In Nigeria, we know from census data the number of Nigerians in each constituency in the country. Based on Demography we can easily estimate the number of eligible voters in a constituency and hence match it with the registered voters by the INEC. For such reason, we have 2 independent methods of determining the number of eligible voters. This scientific method of verification is conspicuously absent in the case of the Nigerian Diaspora eligible voters. We are therefore left with no choice but depend on voters? List provided by a partisan working through our embassies and high commissions. Isn’t this a prescription for fraud and disaster? Even in the April 2007 election; with so many independent observers, the INEC had to reverse decisions from 3 constituencies. Don’t we think that Nigerian Diasporas voting in over 100 countries in the world is a decision in the right direction?
In addition these advanced countries have institutions that serve as final arbiters in election disputes and these decisions are respected by all. In the US, the Supreme Court serves as the final arbiter of disputed elections as happened in the 2000 elections between George Bush and Al Gore. True, our courts in Nigeria have handled election disputes in the past. But how would they handle disputes originating from distant sites, and depending on the facts of the dispute, different jurisdictions?
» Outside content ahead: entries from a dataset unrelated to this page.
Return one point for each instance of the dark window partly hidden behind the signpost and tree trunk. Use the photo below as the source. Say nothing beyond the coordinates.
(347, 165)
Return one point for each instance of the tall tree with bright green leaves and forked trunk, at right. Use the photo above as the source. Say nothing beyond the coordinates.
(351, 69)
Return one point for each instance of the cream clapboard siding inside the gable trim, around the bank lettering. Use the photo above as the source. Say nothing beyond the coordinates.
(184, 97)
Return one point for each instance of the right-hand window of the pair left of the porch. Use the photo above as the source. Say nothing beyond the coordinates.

For years, Nigerian immigrants, whose weekly financial remittances are vital to their homeland’s economic survival, have argued that denying them the right to vote from their new homes amounts to a variation on taxation without representation. And yesterday, many, particularly those who bankroll the political parties themselves, cheered the imminent change in their status. The voting-rights measure, which is working its way through the Nigerian law-makers and is expected to be signed by its President, would grant even naturalized American citizens of Nigeria descent the right to vote and to run for office.
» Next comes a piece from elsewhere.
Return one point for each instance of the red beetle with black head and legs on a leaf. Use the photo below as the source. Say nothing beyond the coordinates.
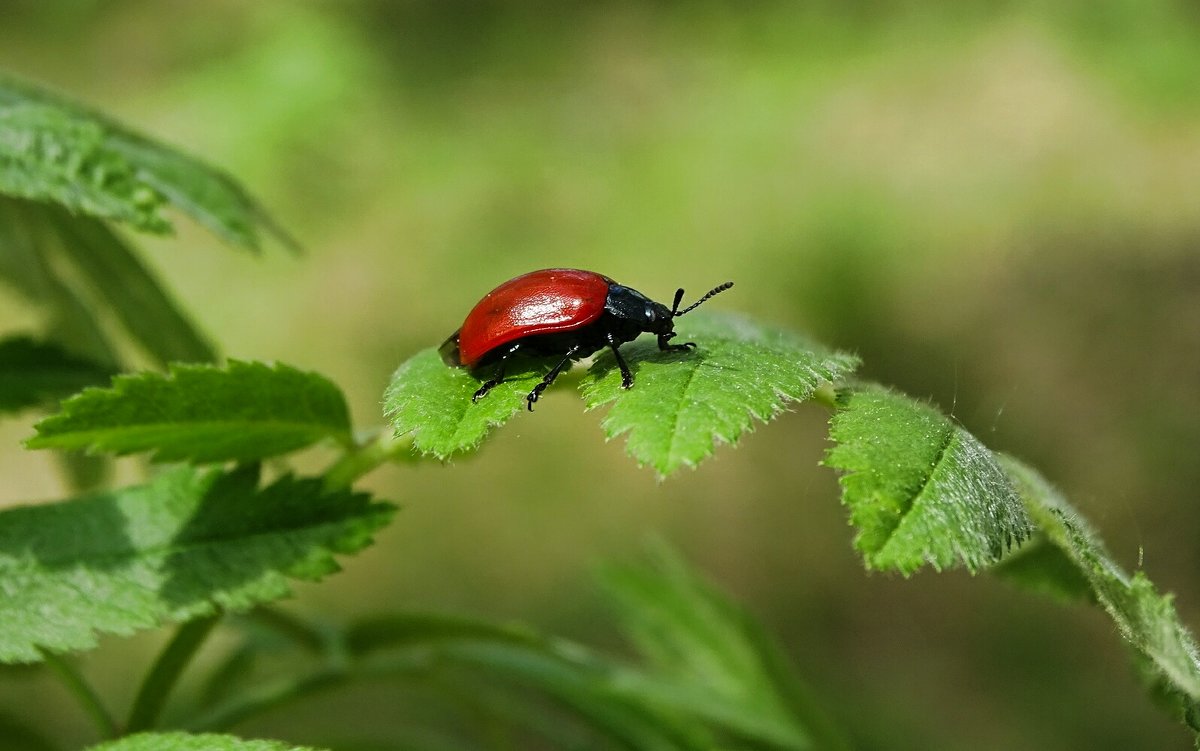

This will mean that we have not lost our status as Nigerians by coming here and helping our motherland to survive and prosper. Culturally, we are one with the people who remain at home, and legally, there is no reason to make any distinction either.
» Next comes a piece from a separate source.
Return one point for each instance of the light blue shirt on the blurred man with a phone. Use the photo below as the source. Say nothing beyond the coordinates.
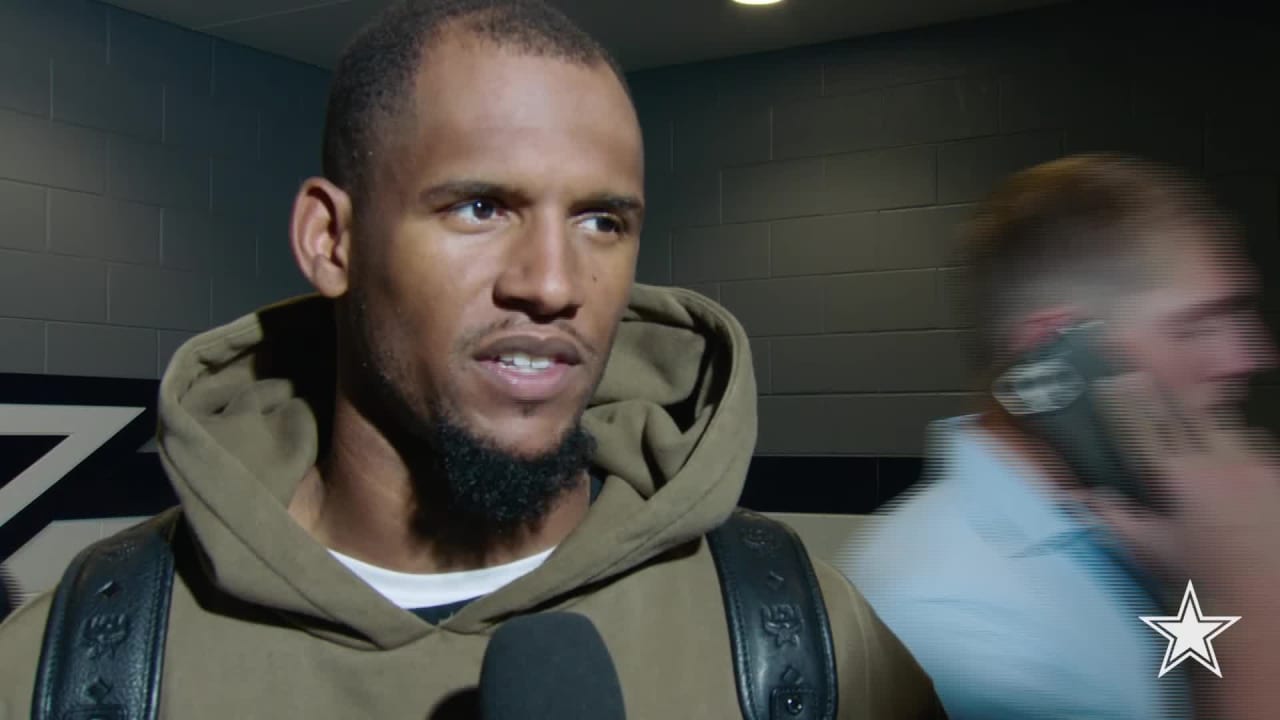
(1008, 596)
Can we trust such a government to conduct free elections with its appointed personnel in charge of our embassies and high commissions abroad? I personally don’t and will not want to find out. Even the INEC associating itself with the embassies abroad would repute its independence. To protect and build on our current democratic dispensation it is crucial that all Nigerians see our elections as free and fair. Disputed elections resulting from ghost voters orchestrated by a ruling party using votes of Nigerians abroad can neither lead to internal conflict, armed insurrection nor should military adventurism.All patriotic and peace loving Nigerians therefore take such steps as necessary within the confines of the law to protect and consider the free-air passing of this bill into law.